KK Obi was working as a stylist in London when, in 2017, he made a zine. It was a personal project — intimate portraits of the creative men around him, some friends, some like brothers, all of whom had shaped and inspired him over a decade in the city. The zine was produced in collaboration with concept store LN-CC and Nataal magazine, and its pages featured a who’s who of young Black British talent: photographer Campbell Addy, i-D’s Ibrahim Kamara, NTS founder Femi Adeyemi, Royal Ballet soloist Eric Underwood. The title came from a literal moment in Obi’s life: these were his boys, his brothers, his friends.
Three years later, in May 2020, the zine became a magazine. Obi, now creative director, and Emmanuel Balogun, a writer who had worked across art, fashion, and academia, relaunched Boy.Brother.Friend as a biannual print publication and digital platform — 250-plus pages, three covers, with the loftier task of destabilising inherited notions of masculinity, race, gender, and sexuality through the lens of the African diaspora. The first issue, themed “Discipline,” was structured in five chapters — control, community, environment, family, post-visibility — and featured bell hooks affirmations threaded throughout, an interview with Damson Idris, a profile of Kenneth Ize, and work by Liz Johnson Artur, Mowalola, and the Association of Queer Ethnic Minorities.
Each subsequent issue has grown in ambition and geography. Issue five, themed “Ritual,” drew on the creativity of Berlin and ran to 366 pages, with shoots by Wolfgang Tillmans spanning Accra, Abidjan, and Lagos. Issue eight, themed “Faith,” was guest-edited and creatively directed by Riccardo Tisci, the former Givenchy and Burberry designer, who produced a 40-page fashion story featuring Michaela Coel. Obi now works between London and Lagos, and the publication has featured Telfar Clemens, Davido, Nicholas Daley, and dozens of emerging voices the establishment has not yet noticed — curators, casting directors, activists, people who are part of the ecosystem but rarely at the forefront visually.
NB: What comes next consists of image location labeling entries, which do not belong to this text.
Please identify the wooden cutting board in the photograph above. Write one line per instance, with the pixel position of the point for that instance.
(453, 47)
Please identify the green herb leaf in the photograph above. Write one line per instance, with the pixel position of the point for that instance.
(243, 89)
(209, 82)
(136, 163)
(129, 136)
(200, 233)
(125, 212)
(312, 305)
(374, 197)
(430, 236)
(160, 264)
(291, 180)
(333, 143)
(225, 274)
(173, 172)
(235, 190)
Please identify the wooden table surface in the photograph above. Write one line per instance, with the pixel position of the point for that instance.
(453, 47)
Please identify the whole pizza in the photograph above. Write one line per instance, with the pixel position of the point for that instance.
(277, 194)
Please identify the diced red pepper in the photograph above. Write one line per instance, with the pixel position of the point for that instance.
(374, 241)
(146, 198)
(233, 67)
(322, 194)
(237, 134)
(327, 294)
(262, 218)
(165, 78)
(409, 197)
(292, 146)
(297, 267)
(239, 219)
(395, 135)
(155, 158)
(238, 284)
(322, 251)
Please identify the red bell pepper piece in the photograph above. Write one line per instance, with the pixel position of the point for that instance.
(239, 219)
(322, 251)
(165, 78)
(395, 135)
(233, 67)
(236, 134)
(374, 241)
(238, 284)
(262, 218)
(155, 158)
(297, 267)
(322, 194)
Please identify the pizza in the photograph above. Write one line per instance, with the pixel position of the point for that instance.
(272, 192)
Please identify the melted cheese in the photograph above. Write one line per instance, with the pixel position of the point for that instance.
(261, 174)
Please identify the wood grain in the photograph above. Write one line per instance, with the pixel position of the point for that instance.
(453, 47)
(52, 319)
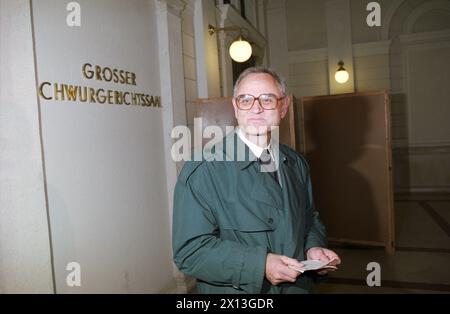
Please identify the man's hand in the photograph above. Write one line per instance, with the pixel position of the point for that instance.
(324, 255)
(277, 270)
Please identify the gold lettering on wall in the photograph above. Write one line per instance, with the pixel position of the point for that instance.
(75, 93)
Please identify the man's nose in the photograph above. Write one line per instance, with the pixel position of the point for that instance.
(257, 108)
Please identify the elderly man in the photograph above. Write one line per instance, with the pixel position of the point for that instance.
(244, 225)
Balogun once said he did not think the world needed another glossy magazine that does not really critique or inform. Boy.Brother.Friend is the opposite of that: a publication that starts with masculinity but insists it cannot be understood through men alone, that treats the diaspora not as a monolith but as a living, contested, endlessly creative space. Obi put it simply in an Interview conversation: there have been hundreds of years of artistic expression. It is time that art is purposeful.